Can the covariant components of a vector, v, be thought of as v multiplied by a matrix of linearly independent vectors that span the vector space, and the contravariant components of the same vector, v, the vector v multiplied by the *inverse* of that same matrix?

thinking about it like that makes it easy to see why the covariant and contravariant components are equal when the basis is the normalized mutually orthogonal one, for example, because then the matrix is just the identity one, which is its own inverse.

that's what the definitions i read seem to imply.

Thanks!

 

[chiro]

Can the covariant components of a vector, v, be thought of as v multiplied by a matrix of linearly independent vectors that span the vector space, and the contravariant components of the same vector, v, the vector v multiplied by the *inverse* of that same matrix?

thinking about it like that makes it easy to see why the covariant and contravariant components are equal when the basis is the normalized mutually orthogonal one, for example, because then the matrix is just the identity one, which is its own inverse.

that's what the definitions i read seem to imply.

Thanks!

Hey enfield.

At first I didn't get what you were getting at but I think I do now.

The way I interpret what you said is to think about the metric tensor and its conjugate. The metric tensor written in g^ij vs g_ij represents the metric from A to B vs B to A and in this context if we look at covariant vs contravariant then under this interpretation all we are doing is from A to B in one and from B to A in another.

But then I tried to think about the situation when you have a mixed tensor. In the metric situation it makes sense like you have alluded to with matrices but for the mixed tensor, my guess if all tensors are multilinear objects, then they should have a matrix expansion through finding the tensor product decomposition and then subsequently getting the matrix form of the multilinear representation which like other matrices, has a basis and if invertible has an inverse map.
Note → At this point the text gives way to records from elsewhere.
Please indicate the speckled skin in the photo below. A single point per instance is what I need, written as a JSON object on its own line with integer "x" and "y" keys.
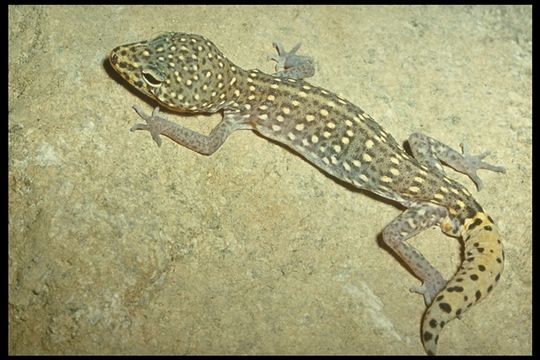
{"x": 188, "y": 73}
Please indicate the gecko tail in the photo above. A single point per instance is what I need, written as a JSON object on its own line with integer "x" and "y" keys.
{"x": 478, "y": 274}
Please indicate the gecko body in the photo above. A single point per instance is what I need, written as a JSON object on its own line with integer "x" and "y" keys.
{"x": 188, "y": 73}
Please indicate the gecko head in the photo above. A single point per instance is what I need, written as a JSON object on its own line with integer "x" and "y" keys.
{"x": 181, "y": 71}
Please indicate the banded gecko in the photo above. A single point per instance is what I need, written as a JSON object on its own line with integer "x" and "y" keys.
{"x": 187, "y": 73}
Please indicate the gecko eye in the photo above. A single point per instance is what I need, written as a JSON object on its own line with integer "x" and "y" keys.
{"x": 152, "y": 77}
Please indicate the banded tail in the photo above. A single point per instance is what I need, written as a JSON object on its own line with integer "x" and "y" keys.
{"x": 478, "y": 274}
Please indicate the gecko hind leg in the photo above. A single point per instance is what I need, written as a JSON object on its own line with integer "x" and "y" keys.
{"x": 431, "y": 152}
{"x": 411, "y": 222}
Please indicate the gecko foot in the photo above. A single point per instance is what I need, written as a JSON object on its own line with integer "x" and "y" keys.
{"x": 472, "y": 163}
{"x": 153, "y": 123}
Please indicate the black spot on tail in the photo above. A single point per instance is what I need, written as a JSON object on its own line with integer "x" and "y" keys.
{"x": 445, "y": 307}
{"x": 474, "y": 224}
{"x": 478, "y": 295}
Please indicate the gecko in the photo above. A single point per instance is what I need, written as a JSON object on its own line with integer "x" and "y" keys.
{"x": 188, "y": 74}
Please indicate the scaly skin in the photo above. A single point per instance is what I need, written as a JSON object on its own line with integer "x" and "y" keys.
{"x": 188, "y": 73}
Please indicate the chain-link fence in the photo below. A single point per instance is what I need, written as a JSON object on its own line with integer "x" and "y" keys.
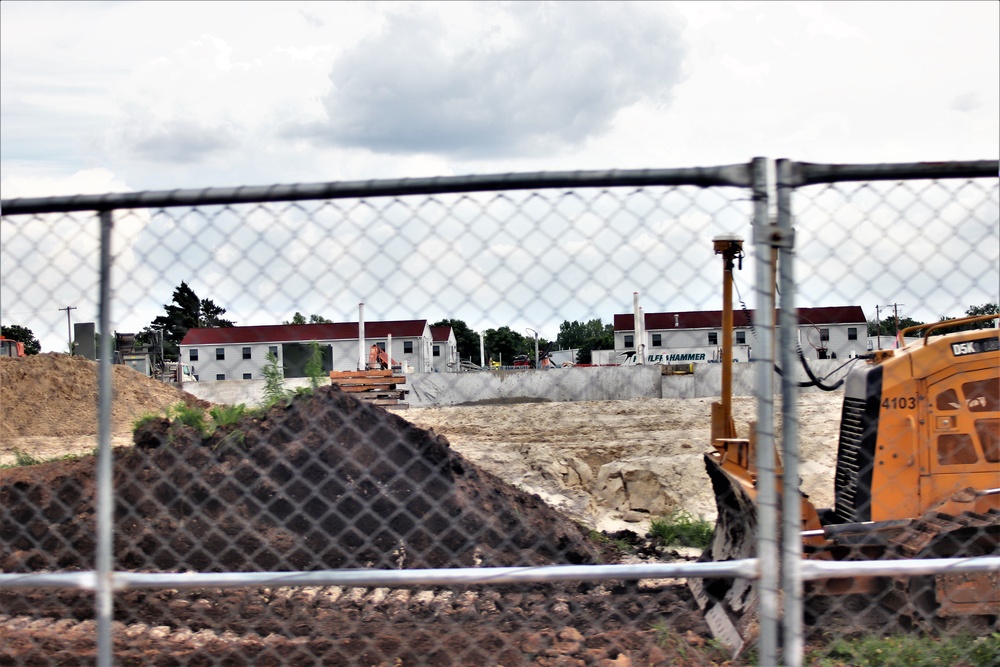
{"x": 314, "y": 526}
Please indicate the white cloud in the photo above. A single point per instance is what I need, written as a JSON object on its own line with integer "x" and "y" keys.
{"x": 534, "y": 81}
I'd be interested to hear your reply on this if you don't mind.

 

[enfield]

thanks for the thoughtful response!

okay, i hadn't read about tensors yet when i posted this - just the definitions of contra- and co-variant vector components. now i have a bit though.

As I understand them, the contra- and co-variant components of a vector can be defined in many ways (as the result of multiplying any invertible matrix with the right dimensions by the vector). But with tensors, the matrix that is used to define the components is exclusively the Jacobian.

this pdf has an accessible section near the start on "Jacobian matrices and metric tensors": http://medlem.spray.se/gorgelo/tensors.pdf.

So using the Jacobian to define them you might have A_v = Jv and B_v=J^{-1}v (A would be the co-variant components of v here i think because they co-vary with the Jacobian), and then the the metric tensor could be interpreted as J^2 or the inverse of that, depending on which way you were relating the components, which is obviously the matrix that would relate A and B to each other.

 

[HallsofIvy]

Yes, if your coordinate system has perpendicular straight lines as coordinate lines "covariant" and "contravariant" components are the same.

Another way of looking at is is this. To identify a point in a coordinate system, we can drop perpendiculars from the point to each of the coordiate axes, then measure the distance from the foot of the perpendicular to the origin. Another way is, again, drop perpendiculars from the point to each of the coordinate axes and this time measure the distance, along that perpendicular, from the point to the foot of the perpendicular. As long as the coordinate axes are perpendicular straight lines, those are the same. But other wise, the first gives the "contravariant components" and the second the "covariant components".